Each of the column capitals weighs 17 tonnes. There are eight columns across the front, seventeen down each side, and the whole structure stretches 68.3 meters long and 30.4 meters wide -- roughly the same footprint as the Parthenon in Athens or the Temple of Zeus at Olympia. Yet this temple stands not in Greece but in Cyrene, in modern-day Libya, on the edge of the North African desert. Built around 500 to 480 BCE by Greek colonists, the Temple of Zeus at Cyrene was one of the largest temples in the ancient Greek world. It was also one of the most abused: sacked, rebuilt, enlarged, shattered by earthquake, purged by Christians, quarried by an Italian army, and finally reconstructed over four decades of modern archaeological work.
The temple was built as a Doric octastyle peripteral structure -- eight fluted columns at the front and rear, surrounded by a colonnade of seventeen columns on each long side. The stone was local: a shelly, low-quality limestone quarried directly east of the building site. The hollow left by that quarry later became the south end of Cyrene's hippodrome. Each column was assembled from nine drums, each drum 1.9 meters in diameter. The foundations of the outer colonnade are independent of those of the inner sanctuary, or cella, suggesting the colonnade may have been added after the original structure was complete -- a pattern seen also in the nearby Temple of Apollo. A Latin inscription indicates that extensive renovations were carried out late in the reign of Augustus, around 5 to 14 AD, when an unnamed proconsul rededicated the building to Jupiter Augustus.

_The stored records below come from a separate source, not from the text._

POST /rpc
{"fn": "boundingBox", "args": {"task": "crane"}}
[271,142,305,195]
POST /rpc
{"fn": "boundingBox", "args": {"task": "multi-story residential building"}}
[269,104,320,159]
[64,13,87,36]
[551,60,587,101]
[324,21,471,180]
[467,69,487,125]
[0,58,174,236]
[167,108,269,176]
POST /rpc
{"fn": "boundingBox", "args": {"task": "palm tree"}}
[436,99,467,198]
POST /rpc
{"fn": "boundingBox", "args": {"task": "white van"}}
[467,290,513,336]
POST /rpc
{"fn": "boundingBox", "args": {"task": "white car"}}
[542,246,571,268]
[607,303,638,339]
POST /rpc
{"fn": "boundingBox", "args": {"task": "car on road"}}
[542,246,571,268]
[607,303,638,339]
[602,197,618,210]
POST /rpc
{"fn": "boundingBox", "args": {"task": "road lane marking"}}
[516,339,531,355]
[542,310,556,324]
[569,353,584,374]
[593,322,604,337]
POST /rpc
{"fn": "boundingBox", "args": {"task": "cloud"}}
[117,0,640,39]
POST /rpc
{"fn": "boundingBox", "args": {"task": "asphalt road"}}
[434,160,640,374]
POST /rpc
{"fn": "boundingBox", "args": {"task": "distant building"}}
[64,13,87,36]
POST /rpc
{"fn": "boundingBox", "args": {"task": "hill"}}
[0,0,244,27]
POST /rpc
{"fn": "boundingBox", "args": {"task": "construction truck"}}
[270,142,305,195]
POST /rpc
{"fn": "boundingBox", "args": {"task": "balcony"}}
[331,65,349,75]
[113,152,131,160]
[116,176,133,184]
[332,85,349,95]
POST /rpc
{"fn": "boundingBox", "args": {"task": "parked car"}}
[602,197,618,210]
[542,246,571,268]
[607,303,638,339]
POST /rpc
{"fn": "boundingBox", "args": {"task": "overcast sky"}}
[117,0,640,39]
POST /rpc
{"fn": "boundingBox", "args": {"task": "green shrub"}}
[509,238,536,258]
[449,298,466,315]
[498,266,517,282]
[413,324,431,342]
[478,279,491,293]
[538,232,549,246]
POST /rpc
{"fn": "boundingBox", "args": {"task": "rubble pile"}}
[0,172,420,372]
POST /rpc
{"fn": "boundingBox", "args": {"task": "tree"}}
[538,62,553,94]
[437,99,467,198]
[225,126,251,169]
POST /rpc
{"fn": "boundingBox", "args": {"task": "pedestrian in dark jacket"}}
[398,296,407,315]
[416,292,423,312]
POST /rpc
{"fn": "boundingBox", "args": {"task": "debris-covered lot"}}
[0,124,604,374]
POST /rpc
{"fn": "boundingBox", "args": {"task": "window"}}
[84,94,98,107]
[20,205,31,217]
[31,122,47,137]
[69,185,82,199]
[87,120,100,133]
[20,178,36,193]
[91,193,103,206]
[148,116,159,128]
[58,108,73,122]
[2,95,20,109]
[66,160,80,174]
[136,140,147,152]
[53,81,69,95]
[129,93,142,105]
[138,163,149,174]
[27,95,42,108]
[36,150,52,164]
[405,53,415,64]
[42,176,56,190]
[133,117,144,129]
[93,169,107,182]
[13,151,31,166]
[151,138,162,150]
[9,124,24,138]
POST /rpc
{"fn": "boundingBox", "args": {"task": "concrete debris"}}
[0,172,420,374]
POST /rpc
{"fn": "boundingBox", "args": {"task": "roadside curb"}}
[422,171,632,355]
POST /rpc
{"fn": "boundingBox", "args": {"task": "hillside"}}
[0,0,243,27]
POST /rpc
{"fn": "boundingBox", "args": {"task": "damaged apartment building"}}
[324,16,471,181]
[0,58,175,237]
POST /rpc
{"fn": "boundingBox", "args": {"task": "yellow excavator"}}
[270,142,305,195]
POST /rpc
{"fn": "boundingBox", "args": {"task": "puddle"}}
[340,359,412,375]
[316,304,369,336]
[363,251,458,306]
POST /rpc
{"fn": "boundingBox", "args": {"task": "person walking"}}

In 115 AD, during the Kitos War, Jewish fighters sacked Cyrene and systematically destroyed the temple. The method was deliberate and labor-intensive: at least 46 of the outer colonnade's columns were undermined by cutting away the crepidoma beneath them, inserting temporary wooden struts, and then setting the struts on fire. As the wood burned through, the columns collapsed outward. The scale of demolition -- each column assembled from nine massive drums, each capital weighing 17 tonnes -- speaks to both the intensity of the conflict and the symbolic importance of what the temple represented. It would be more than fifty years before anyone attempted to put it back together.
Restoration came under the proconsul Claudius Attalus between 172 and 175 AD, during the reign of Marcus Aurelius. The cella was rebuilt with its floor lowered by over a meter, a descending staircase added inside the entrance, and the interior walls sheathed in marble. The original internal columns were replaced with engaged columns of green cipollino marble, topped with Corinthian capitals carved from Proconnesian marble. An attempt to re-erect the external colonnade was almost immediately abandoned. Then, between 185 and 192 AD under Emperor Commodus, a platform was constructed in the cella to support an acrolithic replica of the legendary Statue of Zeus at Olympia. The throne base alone measured 8 meters by 10 meters. Marble fragments of the statue's fingers, toes, torso, and arms survive today, along with cedar and nails from the throne and plaster fragments of the drapery -- remnants now kept in the Cyrene Archaeological Museum.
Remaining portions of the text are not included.